This trial is active, not recruiting.

Condition recurrent or metastatic salivary gland cancer of the head and neck
Treatment bibf1120
Phase phase 2
Sponsor Samsung Medical Center
Start date November 2014
End date July 2016
Trial size 20 participants
Trial identifier NCT02558387, 2013-120133


Recently, sorafenib which can target VEGFR and PDGFR demonstrated 13-16% of response rate in patients with recurrent/metastatic salivary gland cancers, suggesting that VEGFR and PDGFR might be important role in salivary gland cancers. Accordingly, several trials with various anti-angiogenic molecular targeted agents such as dasatinib, dovitinib, or sunitinib in salivary gland cancer are ongoing.

Nintedanib (BIBF1120) is a potent small molecule triple receptor tyrosine kinase inhibitor (PDGFR/ FGFR1-2 and VEGFR1-3). VEGFR-2 is considered to be the crucial receptor involved in initiation of the formation as well as the maintenance of tumor vasculature. In vitro, the target receptors are all inhibited by nintedanib in low nanomolar concentrations. In in vivo nude mouse models, nintedanib showed good anti-tumor efficacy at doses of 50-100mg/kg, leading to a substantial delay of tumor growth or even complete tumor stasis in xenografts of a broad range of differing human tumors.

Based on this background, in this study, the investigators would like to conduct a phase II study of Nintedanib (BIBF 1120) in patients with recurrent or metastatic salivary gland cancer of the head and neck to evaluate efficacy and safety.

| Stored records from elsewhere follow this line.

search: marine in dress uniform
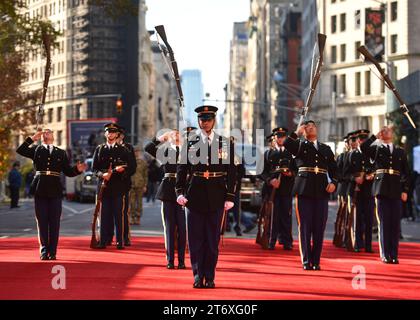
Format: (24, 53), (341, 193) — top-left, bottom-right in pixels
(92, 123), (135, 249)
(360, 127), (409, 264)
(117, 126), (137, 247)
(176, 106), (236, 288)
(284, 121), (337, 270)
(16, 129), (86, 260)
(261, 127), (296, 250)
(130, 148), (148, 225)
(145, 127), (191, 269)
(344, 129), (375, 253)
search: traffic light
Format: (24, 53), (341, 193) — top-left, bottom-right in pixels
(115, 97), (122, 113)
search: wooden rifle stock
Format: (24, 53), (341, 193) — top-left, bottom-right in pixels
(90, 164), (112, 249)
(357, 46), (416, 129)
(255, 173), (282, 249)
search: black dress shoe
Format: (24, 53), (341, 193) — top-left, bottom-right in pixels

United States No locations recruiting
Other Countries No locations recruiting

Study Design

Endpoint classification safety/efficacy study
Intervention model single group assignment
Masking open label
Primary purpose treatment
Nintedanib has never been applied to salivary gland cancer. Nintedanib was given orally at a dose of 200mg twice daily (bid) until progression or unacceptable toxicity.
bibf1120 Nintedanib
Nintedanib will be given orally at a dose of 200mg twice daily (bid) until progression or unacceptable toxicity.

Primary Outcomes

response rate
time frame: 6months after patient enrollment

Eligibility Criteria

Male or female participants at least 18 years old.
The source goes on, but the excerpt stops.